After the 2008 Financial Crisis, the Larosiere Committee was set up to arrange a comprehensive restructuring of the EU’s financial Legislative process, laws and regulatory structure. The Committee produced a report that issued thirty-one recommendations as to improvements that needed to be made. The responsibility of carrying out of these improvements was to be placed in the hands of the newly formed European System of Financial Supervision (ESFS) which consisted of the Europeans Supervisory Authorities (ESA’s), the European Systemic Risk Board and the national supervisory authorities of the EU member states. The overarching aim of this new system was to achieve optimum regulatory alignment between the member states and increase the flexibility of this area of EU Law utilising the ESA’s (ESMA, the EBA and the EIOPA) as independent legal authorities to achieve this alignment. In order to achieve these aims the ESA’s are responsible for generating binding technical standards which can be but also non-binding or “soft law” measures. The binding technical measures which the ESA’s can put into place include either delegated acts or implementing acts. Delegated Acts are formed when the EU Commision calls on the one of the ESA’s to develop technical consultation with regards to a defined issue and scope.
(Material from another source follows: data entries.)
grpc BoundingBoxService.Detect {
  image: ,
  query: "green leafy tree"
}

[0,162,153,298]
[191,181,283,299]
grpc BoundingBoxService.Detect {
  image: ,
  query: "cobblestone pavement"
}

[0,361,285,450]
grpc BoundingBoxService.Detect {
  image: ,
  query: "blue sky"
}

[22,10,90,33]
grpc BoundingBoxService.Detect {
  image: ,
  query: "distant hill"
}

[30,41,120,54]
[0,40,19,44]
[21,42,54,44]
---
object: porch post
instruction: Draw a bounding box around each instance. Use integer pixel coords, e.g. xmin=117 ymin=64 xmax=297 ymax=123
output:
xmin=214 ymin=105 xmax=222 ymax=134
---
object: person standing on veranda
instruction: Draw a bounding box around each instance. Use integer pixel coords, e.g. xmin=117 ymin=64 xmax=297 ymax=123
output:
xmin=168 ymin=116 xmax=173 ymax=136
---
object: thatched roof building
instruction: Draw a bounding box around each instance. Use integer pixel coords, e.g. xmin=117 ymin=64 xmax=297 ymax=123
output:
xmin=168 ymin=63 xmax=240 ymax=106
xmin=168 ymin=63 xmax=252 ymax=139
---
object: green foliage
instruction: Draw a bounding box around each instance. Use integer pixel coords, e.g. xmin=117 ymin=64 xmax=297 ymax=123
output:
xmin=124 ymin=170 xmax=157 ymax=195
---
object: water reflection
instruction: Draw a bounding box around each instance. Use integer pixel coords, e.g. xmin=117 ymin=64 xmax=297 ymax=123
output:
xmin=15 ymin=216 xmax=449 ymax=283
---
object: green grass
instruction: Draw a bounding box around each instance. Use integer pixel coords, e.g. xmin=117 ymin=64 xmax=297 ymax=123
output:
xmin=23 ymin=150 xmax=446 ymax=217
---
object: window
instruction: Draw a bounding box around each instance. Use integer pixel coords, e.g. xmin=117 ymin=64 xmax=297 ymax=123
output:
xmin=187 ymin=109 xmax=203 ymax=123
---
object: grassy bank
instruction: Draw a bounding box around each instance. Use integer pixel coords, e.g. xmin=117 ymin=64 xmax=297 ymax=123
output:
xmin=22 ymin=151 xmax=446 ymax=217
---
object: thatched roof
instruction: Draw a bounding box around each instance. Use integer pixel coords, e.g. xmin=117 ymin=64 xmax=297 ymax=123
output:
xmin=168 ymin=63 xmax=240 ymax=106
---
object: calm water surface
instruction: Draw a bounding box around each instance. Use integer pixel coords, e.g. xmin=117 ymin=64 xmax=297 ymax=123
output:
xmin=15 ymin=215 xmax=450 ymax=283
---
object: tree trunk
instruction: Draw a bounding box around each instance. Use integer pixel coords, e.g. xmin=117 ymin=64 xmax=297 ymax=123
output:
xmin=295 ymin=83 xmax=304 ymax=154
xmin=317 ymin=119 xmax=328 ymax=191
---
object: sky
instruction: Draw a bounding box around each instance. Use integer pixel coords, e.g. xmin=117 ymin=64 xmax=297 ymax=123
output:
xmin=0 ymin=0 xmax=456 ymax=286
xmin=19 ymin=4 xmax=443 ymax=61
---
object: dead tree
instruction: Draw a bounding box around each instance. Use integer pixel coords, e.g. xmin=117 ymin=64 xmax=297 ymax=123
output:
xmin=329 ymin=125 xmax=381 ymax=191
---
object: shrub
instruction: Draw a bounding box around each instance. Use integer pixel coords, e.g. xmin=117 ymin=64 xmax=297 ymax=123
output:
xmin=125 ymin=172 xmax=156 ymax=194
These delegated acts however can also be formed when EU legislation provides a mandate for the ESA’s to produce technical standards which, being separate from any instigating mandate from the Commission, is therefore an example of the ESA’s acting more like independent legislative bodies as opposed to regulatory agencies. However, the Commission does have the power to amend or reject standards produce by the ESA’s and the representations of the standards must be made to the Commission before they are passed into law. It is in this ability of the ESA’s to generate binding measures in the form of Delegated Acts or Implementing Acts that we can see how the EU has learnt from the financial crisis and the need to allow flexibility and adaptability in its legislative process and how the EU through the newly established ESFS’s legislative abilities is more equipped to combat financial innovation.